Following Curry were other prominent authors, including Marilynne Robinson, James Martin, Anne Lamott, and Kate Bowler.

“Anne Lamott was a big deal for us to have,” Bissette said, adding that Curry’s Love Is the Way “was a big seller for us last year.”

With the internet, Lites said, “We’re getting customers from all over the country.”

It’s uncertain whether the author series will continue after its concluding speaker in December. “We’re trying of thinking of what we can do next,” Chambers said. “People are burned out on Zoom.”

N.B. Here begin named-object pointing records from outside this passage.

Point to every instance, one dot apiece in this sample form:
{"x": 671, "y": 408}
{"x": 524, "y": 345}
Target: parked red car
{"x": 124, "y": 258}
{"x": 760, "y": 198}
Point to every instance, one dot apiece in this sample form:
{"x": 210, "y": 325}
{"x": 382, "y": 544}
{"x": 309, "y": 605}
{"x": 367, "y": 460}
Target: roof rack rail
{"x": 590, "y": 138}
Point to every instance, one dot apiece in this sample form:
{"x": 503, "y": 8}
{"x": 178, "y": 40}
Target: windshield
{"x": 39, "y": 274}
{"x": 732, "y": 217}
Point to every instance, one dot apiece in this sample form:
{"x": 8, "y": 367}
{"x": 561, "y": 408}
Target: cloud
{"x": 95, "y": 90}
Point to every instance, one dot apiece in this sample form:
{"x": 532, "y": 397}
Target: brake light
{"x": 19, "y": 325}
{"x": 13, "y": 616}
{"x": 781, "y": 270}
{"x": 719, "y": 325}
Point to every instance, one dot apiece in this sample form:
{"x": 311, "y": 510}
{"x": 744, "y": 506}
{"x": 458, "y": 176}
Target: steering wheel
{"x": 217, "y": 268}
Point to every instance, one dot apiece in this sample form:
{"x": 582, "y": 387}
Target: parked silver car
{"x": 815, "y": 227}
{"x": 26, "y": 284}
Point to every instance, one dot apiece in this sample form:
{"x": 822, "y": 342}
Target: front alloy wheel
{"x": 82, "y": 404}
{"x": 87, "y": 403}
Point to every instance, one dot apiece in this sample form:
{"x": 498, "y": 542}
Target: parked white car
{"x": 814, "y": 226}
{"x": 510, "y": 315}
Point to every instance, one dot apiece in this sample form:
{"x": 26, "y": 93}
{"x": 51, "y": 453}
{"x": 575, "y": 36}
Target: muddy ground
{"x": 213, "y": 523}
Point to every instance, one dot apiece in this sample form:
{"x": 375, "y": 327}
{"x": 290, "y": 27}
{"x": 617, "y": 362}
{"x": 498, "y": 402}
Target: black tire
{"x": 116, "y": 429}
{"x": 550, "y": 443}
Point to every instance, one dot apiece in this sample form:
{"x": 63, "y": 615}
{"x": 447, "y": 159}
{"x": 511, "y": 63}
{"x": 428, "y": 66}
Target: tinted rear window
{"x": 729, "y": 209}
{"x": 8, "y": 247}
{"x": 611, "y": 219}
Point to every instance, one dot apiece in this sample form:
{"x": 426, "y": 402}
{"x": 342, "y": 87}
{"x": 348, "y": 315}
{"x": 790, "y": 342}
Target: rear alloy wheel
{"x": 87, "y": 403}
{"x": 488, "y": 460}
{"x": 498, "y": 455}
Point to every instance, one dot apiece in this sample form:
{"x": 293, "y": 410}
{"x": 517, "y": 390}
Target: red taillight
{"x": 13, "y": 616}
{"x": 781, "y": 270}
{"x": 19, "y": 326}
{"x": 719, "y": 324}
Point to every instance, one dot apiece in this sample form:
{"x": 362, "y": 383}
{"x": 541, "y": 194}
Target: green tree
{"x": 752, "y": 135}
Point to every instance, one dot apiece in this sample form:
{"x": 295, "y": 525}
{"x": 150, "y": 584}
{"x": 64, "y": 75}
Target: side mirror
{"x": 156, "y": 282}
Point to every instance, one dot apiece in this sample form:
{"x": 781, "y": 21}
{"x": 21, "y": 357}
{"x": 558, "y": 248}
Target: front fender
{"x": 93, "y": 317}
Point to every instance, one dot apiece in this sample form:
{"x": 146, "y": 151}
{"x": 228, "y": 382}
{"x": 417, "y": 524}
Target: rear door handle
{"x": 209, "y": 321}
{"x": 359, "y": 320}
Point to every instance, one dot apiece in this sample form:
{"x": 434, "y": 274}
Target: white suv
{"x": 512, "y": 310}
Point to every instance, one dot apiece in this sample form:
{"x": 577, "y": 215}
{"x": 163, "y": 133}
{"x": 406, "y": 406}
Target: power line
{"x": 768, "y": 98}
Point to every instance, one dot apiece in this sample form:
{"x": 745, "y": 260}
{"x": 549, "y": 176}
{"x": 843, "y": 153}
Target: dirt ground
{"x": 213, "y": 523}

Skeleton socks from New Orleans

At St. Mark’s Bookstore in San Antonio, manager Carla Pineda said “we’re totally online right now,” but not because of COVID. The in-person shop was closed for remodeling. “We’re waiting to move back into a new space,” she said.

She said online shopping “turned out to be a really nice bonus” and enabled the store to “stay even remotely in front of people’s faces.”

The store is now receiving inquiries from across the country.

She said the store does do a good trade in prayer books, hymnals, Advent and Lent studies, children’s books, and “a lot of good, solid spirituality books. We tend to do a good bit of Celtic,” such as books by John O’Donohue, Pineda said.

Other local favorites are Wild Woman: A Footnote, the Desert, and My Quest for an Elusive Saint by Colorado author Amy Frykholm and books by San Antonio author Mary C. Earle, a retired Episcopal priest.

“We sell a lot of her books,” Pineda said. “She has a much bigger following than just local. She’s pretty well-known, especially around Episcopal communities.” Pineda suggests that her book of poetry, Did You Sing Your Song? “is a nice little gift book.”

Chambers said website traffic is dropping as more people are vaccinated and returning to in-person shopping. “Sales are definitely picking up,” she said.

The Oaken Bowl in Atlanta

One advantage of in-person shopping, she said, is that when shoppers “come into an Episcopal bookstore, they are looking for a curated selection.”

At Christ Church, for example, Chambers said “we think about our audience, not only our church but our community.” She said she wants to be a “resource and haven for anybody who might walk through the doors, not just church members.”

They even offer customers a cup of tea, “because book lovers tend to like tea,” she said.

Being in the Southwest, Chambers said they “have a lot of cr̀eches from Mexico. We have access to lots of pretty products from Mexico and things with a Southwestern feeling.”

Pineda is looking forward to reopening after her store’s remodeling. The bookstore had a table at the Diocesan Council in 2019 but was unable to attend in 2020 when COVID restrictions required a virtual council.

To increase its visibility, “We hope to return with a table in 2022,” she said. And so far, the in-person council is on.